Another strategy to better align hospitals and surgeons is to create opportunities where the two can more directly share responsibility and control of patient outcomes. For example, there has recently been an increased trend to refer appropriate surgical patients to ambulatory and outpatient surgical settings. Ambulatory surgical sites can provide timely and physically distanced patient care, decompress the hospital and contain costs. As hospitals increasingly seek to extend surgical care to these ambulatory sites, there is an opportunity to engage groups of surgeons and develop joint efforts that leverage strategic leadership, co-management, and co-ownership. This structure gives hospital leaders and surgeons “skin in the game” (not just financial benefits, but a sense of ownership and shared purpose), making them more likely to commit to improving patient outcomes, patient experience, and waste reduction efforts, thereby increasing the net value of care.
Ultimately, we need new communication, contractual, and organizational models that realign the surgeon-hospital relationship based on common purpose (low-cost, high-quality care), mutual trust, and mutual trust. cooperative decision-making. When this relationship is too transactional, it becomes one-dimensional, zero-sum, and revenue-driven (i.e. revenue and volume). Working together collaboratively to prioritize patient well-being will help surgeons and healthcare systems that depend on surgical care recover from the current crisis stronger, more competitive and more able to meet future challenges.

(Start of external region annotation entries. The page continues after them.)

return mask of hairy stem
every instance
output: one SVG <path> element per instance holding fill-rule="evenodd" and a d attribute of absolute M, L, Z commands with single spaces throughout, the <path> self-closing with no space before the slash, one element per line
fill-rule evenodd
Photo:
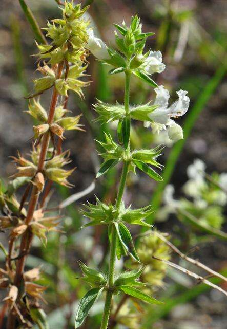
<path fill-rule="evenodd" d="M 57 71 L 56 75 L 56 79 L 59 79 L 61 76 L 63 69 L 63 63 L 58 65 Z M 48 123 L 51 123 L 53 122 L 54 112 L 57 103 L 58 93 L 55 87 L 54 87 L 51 101 L 50 104 L 50 108 L 48 118 Z M 47 132 L 44 136 L 41 151 L 38 163 L 38 172 L 42 172 L 44 168 L 45 161 L 47 155 L 47 150 L 50 143 L 50 134 Z M 40 192 L 35 185 L 33 186 L 29 202 L 28 209 L 27 217 L 25 220 L 25 224 L 28 225 L 33 218 L 34 212 L 35 211 Z M 14 284 L 18 287 L 23 281 L 23 276 L 25 266 L 26 255 L 28 254 L 31 244 L 32 234 L 30 230 L 27 229 L 22 235 L 19 250 L 20 258 L 17 261 L 16 266 L 16 275 L 15 277 Z M 17 299 L 20 298 L 20 294 L 18 294 Z M 8 318 L 7 329 L 14 329 L 16 321 L 16 315 L 13 312 L 13 309 L 10 310 Z"/>
<path fill-rule="evenodd" d="M 125 108 L 127 114 L 128 114 L 129 111 L 130 85 L 130 73 L 128 71 L 126 71 Z M 127 148 L 127 153 L 129 154 L 130 151 L 130 145 L 129 144 L 129 146 Z M 128 161 L 125 161 L 123 162 L 120 184 L 119 185 L 118 192 L 116 201 L 116 208 L 117 209 L 119 209 L 122 202 L 123 194 L 126 185 L 126 180 L 127 179 L 129 164 L 130 162 Z M 117 242 L 117 233 L 114 225 L 113 225 L 112 227 L 111 242 L 110 245 L 110 265 L 108 272 L 108 288 L 107 290 L 106 296 L 105 305 L 101 324 L 101 329 L 107 329 L 108 326 L 112 297 L 113 295 L 113 289 L 114 286 L 114 271 L 116 262 Z"/>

Amit Jain, MD, is a spine surgeon and Associate Professor in the Department of Orthopedic Surgery at Johns Hopkins School of Medicine. Christopher G. Myers, PhD, is an associate professor of management and organization at the Carey Business School. Alpesh A. Patel, MD, MBA, is co-director of the Center for Spine Health at the Northwestern School of Medicine.
Patel disclosed design/royalties from NuVasive, Zimmer Biomet, Amedica and Alphatec Spine. Jain disclosed consulting fees from Stryker Spine, DePuy Synthes, and Globus Medical, and received grants from the NIH.